1) La théorie de l’agence et la gestion des conflits d’intérêt

a) La théorie de l’agence : Une nouvelle approche de la non-neutralité de la structure financière

Dans la tradition néoclassique, l’entreprise est considérée comme un acteur individuel qui met en œuvre des critères de décision qui lui sont spécifiques. Rompant avec cette approche, la théorie de l’agence traite la firme comme une « fiction légale » qui sert de point focal à un processus organisationnel complexe où se confrontent des logiques parfois différentes et même conflictuelles. L’entreprise est alors assimilée à un nœud de contrats (Alchian et Demsetz, 1972, Demsetz et Meckling, 1976).

Son comportement est aussi comparable à celui d’un marché puisqu’il est souvent le résultat d’un processus d’arbitrage entre les intérêts des différents parties 31 . Devant cette réalité, la théorie de l’agence vise à identifier toutes les situations de conflits potentiels en vue de proposer des contrats incitatifs susceptibles d’assurer un fonctionnement « optimal » de la firme. La neutralité des modes de financement énoncée par Modigliani- Miller signifie implicitement la neutralité du pouvoir de décision des managers 32 . Cette hypothèse suppose qu’ils aient un comportement passif et ignore donc la «latitude managériale » (Charreaux, 1996). Or dans ce nœud de contrats qu’est la firme, la répartition des ressources dépend d’une autorité, en l’occurrence le manager, qui se substitue à la coordination par le prix.

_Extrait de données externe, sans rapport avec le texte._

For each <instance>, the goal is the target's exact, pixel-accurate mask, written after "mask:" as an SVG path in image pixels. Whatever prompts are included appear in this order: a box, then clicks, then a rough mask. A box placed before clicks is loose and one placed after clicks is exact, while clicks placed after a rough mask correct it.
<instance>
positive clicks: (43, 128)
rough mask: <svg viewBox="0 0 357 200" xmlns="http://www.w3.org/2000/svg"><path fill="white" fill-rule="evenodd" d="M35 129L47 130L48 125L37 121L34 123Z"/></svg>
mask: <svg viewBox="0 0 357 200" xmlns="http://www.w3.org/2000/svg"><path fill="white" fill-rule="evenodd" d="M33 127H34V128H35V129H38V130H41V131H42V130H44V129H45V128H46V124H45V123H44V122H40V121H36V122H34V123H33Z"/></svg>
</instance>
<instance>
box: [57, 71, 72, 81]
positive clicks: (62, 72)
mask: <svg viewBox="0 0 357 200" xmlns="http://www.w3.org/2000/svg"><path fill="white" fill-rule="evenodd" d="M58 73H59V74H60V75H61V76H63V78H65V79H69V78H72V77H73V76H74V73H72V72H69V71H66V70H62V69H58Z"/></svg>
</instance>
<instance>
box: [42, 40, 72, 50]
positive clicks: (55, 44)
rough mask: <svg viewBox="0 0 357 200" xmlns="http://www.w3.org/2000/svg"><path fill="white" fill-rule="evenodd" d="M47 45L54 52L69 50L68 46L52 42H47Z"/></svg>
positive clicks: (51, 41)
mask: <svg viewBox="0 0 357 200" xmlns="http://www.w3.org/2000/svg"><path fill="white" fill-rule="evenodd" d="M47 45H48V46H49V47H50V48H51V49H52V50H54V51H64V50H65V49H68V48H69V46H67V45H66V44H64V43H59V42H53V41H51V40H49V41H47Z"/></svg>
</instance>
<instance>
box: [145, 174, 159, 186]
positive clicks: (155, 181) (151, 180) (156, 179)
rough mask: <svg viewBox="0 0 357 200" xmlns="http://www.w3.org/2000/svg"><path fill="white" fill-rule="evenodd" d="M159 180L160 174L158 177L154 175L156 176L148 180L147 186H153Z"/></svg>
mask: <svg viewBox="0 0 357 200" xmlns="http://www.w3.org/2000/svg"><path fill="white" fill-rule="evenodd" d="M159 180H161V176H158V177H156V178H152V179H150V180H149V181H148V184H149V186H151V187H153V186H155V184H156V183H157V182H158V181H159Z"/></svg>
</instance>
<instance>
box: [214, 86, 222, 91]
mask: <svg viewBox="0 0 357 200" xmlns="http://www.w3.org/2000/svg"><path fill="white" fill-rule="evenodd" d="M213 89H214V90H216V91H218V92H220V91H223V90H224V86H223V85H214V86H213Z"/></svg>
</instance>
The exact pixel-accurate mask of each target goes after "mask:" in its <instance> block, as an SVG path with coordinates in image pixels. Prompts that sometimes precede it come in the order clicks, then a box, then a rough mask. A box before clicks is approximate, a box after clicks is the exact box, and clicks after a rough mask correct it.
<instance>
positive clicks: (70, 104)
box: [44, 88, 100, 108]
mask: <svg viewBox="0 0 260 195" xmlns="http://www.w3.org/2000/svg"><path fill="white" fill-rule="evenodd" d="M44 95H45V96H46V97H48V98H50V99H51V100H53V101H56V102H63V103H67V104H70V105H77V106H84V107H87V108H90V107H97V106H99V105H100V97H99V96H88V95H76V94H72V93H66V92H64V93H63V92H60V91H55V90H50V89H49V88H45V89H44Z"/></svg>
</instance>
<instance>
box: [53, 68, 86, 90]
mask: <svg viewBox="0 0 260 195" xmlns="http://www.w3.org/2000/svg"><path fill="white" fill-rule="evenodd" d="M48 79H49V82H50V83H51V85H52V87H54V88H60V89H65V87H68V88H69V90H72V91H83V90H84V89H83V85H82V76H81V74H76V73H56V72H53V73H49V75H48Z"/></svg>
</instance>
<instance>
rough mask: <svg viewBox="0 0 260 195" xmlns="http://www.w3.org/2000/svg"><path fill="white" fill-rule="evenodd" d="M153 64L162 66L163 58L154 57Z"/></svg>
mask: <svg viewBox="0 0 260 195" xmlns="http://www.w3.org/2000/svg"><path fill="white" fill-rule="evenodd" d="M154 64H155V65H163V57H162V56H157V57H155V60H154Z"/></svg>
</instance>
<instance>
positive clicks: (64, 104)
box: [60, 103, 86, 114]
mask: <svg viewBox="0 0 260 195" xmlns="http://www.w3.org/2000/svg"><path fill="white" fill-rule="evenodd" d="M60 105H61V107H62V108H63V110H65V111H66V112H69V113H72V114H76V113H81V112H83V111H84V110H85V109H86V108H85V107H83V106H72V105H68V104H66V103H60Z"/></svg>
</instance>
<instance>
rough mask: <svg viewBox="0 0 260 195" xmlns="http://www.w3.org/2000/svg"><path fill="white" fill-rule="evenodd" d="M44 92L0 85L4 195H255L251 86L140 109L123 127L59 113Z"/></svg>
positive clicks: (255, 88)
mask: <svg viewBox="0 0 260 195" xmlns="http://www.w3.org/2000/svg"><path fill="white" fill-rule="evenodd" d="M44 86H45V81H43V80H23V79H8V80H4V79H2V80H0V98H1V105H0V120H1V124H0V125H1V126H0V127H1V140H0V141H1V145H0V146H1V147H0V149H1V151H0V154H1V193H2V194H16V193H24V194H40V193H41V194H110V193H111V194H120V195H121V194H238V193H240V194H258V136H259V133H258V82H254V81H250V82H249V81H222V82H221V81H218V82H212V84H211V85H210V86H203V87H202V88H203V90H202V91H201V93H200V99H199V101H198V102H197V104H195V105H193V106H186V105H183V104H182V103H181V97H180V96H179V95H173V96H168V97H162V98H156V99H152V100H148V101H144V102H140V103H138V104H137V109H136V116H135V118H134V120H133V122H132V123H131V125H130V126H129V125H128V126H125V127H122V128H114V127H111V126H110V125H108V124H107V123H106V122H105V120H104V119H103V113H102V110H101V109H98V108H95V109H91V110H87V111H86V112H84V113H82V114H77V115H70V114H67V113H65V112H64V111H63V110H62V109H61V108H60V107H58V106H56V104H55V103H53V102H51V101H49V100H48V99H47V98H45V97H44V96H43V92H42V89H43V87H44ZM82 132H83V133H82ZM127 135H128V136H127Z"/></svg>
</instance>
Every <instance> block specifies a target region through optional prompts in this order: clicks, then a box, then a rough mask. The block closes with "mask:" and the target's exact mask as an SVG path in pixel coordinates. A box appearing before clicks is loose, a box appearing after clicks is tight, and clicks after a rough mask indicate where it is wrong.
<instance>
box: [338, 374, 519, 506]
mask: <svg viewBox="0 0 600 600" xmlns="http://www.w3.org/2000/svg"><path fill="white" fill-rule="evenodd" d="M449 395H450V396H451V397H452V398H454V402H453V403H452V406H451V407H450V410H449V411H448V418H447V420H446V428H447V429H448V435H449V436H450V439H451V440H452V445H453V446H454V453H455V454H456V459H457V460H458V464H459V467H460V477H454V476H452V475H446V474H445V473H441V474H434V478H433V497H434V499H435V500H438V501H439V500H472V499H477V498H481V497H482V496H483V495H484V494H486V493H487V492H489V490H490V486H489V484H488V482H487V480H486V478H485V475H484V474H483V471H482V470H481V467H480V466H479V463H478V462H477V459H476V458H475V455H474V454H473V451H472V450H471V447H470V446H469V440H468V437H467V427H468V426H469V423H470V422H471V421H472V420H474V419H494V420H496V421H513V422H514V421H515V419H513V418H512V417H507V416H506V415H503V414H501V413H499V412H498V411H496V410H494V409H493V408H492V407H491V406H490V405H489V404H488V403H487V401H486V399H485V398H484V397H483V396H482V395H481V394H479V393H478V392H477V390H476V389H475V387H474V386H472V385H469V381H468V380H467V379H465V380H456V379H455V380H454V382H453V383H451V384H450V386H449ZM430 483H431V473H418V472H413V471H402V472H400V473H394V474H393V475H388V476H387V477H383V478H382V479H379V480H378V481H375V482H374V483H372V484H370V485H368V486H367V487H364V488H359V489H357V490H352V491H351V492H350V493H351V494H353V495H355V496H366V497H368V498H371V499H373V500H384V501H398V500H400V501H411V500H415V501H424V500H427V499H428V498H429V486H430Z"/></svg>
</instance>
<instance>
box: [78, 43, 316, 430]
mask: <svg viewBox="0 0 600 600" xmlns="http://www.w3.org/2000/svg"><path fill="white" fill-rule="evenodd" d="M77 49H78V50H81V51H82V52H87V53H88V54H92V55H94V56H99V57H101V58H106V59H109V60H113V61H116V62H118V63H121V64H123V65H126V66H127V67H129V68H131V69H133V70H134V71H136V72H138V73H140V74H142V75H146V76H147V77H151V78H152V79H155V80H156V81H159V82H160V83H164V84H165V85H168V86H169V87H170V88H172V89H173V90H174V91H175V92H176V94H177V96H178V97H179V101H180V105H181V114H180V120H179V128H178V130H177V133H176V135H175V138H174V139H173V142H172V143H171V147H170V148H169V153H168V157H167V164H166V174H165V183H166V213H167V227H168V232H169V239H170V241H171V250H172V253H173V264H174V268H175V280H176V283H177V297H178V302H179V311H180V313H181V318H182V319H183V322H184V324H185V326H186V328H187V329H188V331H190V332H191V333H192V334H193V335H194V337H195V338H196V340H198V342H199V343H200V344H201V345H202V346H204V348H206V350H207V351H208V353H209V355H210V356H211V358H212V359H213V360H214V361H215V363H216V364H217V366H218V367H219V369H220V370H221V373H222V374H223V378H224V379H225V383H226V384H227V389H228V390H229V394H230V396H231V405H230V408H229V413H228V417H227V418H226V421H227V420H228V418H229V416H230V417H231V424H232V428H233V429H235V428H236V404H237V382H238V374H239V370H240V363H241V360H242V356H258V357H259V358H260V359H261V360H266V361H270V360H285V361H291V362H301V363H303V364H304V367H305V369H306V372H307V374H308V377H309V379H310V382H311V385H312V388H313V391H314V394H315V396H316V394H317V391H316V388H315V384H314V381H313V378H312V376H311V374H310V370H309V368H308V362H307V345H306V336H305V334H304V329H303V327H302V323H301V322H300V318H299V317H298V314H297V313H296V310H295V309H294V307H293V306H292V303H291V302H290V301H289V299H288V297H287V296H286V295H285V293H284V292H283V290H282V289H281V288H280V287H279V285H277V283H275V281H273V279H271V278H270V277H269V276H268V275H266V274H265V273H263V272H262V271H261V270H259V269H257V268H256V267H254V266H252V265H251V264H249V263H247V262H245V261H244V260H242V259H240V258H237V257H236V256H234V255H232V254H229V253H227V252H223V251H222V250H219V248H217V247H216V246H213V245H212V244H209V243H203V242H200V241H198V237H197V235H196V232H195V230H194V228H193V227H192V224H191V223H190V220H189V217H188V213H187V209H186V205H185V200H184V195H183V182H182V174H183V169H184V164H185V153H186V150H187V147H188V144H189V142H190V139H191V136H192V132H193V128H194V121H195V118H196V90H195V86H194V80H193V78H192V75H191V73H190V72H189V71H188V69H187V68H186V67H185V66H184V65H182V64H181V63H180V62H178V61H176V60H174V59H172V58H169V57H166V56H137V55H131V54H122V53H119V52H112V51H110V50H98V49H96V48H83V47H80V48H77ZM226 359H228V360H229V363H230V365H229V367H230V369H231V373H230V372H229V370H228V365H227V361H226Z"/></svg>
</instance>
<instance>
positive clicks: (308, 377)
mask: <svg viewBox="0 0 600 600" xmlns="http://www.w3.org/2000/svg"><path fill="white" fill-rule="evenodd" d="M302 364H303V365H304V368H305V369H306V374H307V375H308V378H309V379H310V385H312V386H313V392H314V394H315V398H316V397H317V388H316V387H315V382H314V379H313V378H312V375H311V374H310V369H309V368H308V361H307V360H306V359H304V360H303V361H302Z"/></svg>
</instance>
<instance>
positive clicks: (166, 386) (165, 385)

Le second aspect, à travers lequel la théorie de l’agence montre le rôle central des managers, réside dans la délégation de pouvoir dont ils bénéficient. Conformément aux définitions de Ross (1973) et de Jensen et Meckling (1976). Cette délégation de pouvoir est caractéristique des relations d’agence. Le principal (ou le mandant) et l’agent (le mandataire) ont des fonctions d’utilité distinctes qu’ils souhaitent maximiser. De ce fait, leurs objectifs ne sont pas nécessairement convergents.

La divergence des objectifs et des fonctions d’utilité du principal et de l’agent est une source de conflits latents au sein de la firme 33 . L’incertitude qui subsiste en raison de l’imperfection de l’information sur les états de la nature et sur l’action de l’agent est alors susceptible de transformer ces conflits latents en conflits réels. Ces conflits sont la cause de coûts d’agence, qui sont d’autant plus élevés que l’asymétrie d’information est importante. Dès lors, les décisions de l’agent et notamment sa stratégie financière ne sont pas neutres sur la valorisation de la firme. Mieux, l’intégration de ces conflits d’agence devient un impératif majeur dans l’élaboration de la politique de la firme.

Notes
31.

Qu’on désigne dans la littérature financière par stakeholder.

32.

Ou du moins la neutralité des stratégies financières par rapport à la valorisation de la firme.

33.

Le conflit le plus connu est celui qui oppose les actionnaires aux managers. Mais, il existe également des problèmes d’agence entre les dirigeants actionnaires et les créanciers, ceux –ci endossant à l’occasion la qualité d’agents.